I camerieri indossavano una divisa nera, costituita da una maglia a girocollo ed un pantalone lungo; l’unico colore era il verde scuro del grembiule, al centro del quale era stampato lo stemma con le iniziali del locale.
I tavoli erano quasi tutti vuoti. C’era solo una coppia di ragazze che Anya riconobbe come due tenniste inglesi. La cameriera che li accolse non nascose la sorpresa di avere dei clienti in un orario così pomeridiano e borbottò qualcosa al riguardo mentre li accompagnava ad uno dei tanti lunghi tavoli. Ne scelsero uno addossato alla parete e sedettero ad un angolo. La cameriera consegnò i menù, sfoggiando un gran sorriso in direzione del giovane.
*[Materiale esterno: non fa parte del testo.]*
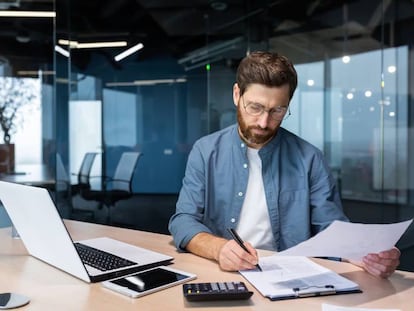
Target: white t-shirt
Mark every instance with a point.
(254, 223)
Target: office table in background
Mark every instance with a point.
(51, 289)
(32, 175)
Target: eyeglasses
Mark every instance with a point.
(277, 113)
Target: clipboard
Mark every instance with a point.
(314, 291)
(291, 277)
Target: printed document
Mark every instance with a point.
(350, 240)
(329, 307)
(285, 277)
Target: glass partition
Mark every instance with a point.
(357, 109)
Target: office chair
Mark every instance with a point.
(63, 193)
(118, 187)
(83, 186)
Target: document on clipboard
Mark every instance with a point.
(289, 277)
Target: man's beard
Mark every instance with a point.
(247, 133)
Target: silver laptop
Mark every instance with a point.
(34, 215)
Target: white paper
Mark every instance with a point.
(329, 307)
(281, 274)
(350, 240)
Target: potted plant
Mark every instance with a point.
(15, 93)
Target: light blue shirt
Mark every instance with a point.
(301, 194)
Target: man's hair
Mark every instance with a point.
(266, 68)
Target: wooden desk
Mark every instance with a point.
(52, 289)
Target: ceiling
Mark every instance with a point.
(305, 30)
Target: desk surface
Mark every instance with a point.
(52, 289)
(30, 174)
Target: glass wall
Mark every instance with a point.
(357, 110)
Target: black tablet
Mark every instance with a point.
(148, 281)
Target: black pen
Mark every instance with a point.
(239, 241)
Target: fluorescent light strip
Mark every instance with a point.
(62, 51)
(147, 82)
(35, 73)
(27, 14)
(129, 51)
(91, 45)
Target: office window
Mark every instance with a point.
(25, 95)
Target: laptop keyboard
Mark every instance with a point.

Anya la guardò allontanarsi e scorse la lista di ordinazioni e prezzi con un sopracciglio sollevato, poi tornò indietro, lo lesse daccapo e lo buttò sul tavolo. Paride impiegò un po’ più di tempo, indeciso tra diversi tipi di birra. La cameriera lo guardò da lontano e bisbigliò qualcosa alla collega del bancone. Poco dopo si avvicinò per prendere le ordinazioni.
- Una Guinness e due portate di tramezzini – sentenziò Anya.
Paride levò gli occhi dal menù. – Prendo anch’io una Guinness, una fetta di torta e un bicchiere di acqua e limone.
La cameriera scrisse sul taccuino. Poi, con lo stesso sorriso di prima, disse – Un bicchiere di acqua e limone, dici?
Anya grattò via una scheggia dal tavolo.
- Sì …
- Vedrò cosa posso fare … in tal caso va bene anche un bicchiere d’acqua con limone a parte?
Il ragazzo sorrise con perplessità ed annuì. Non potendo inventarsi altro per stargli vicino, la cameriera si riprese i menù e si allontanò.
- Dunque … - fece lui riconcentrandosi su Anya. Gli venne in mente una domanda sulla giornata appena trascorsa, ma evitò di porla.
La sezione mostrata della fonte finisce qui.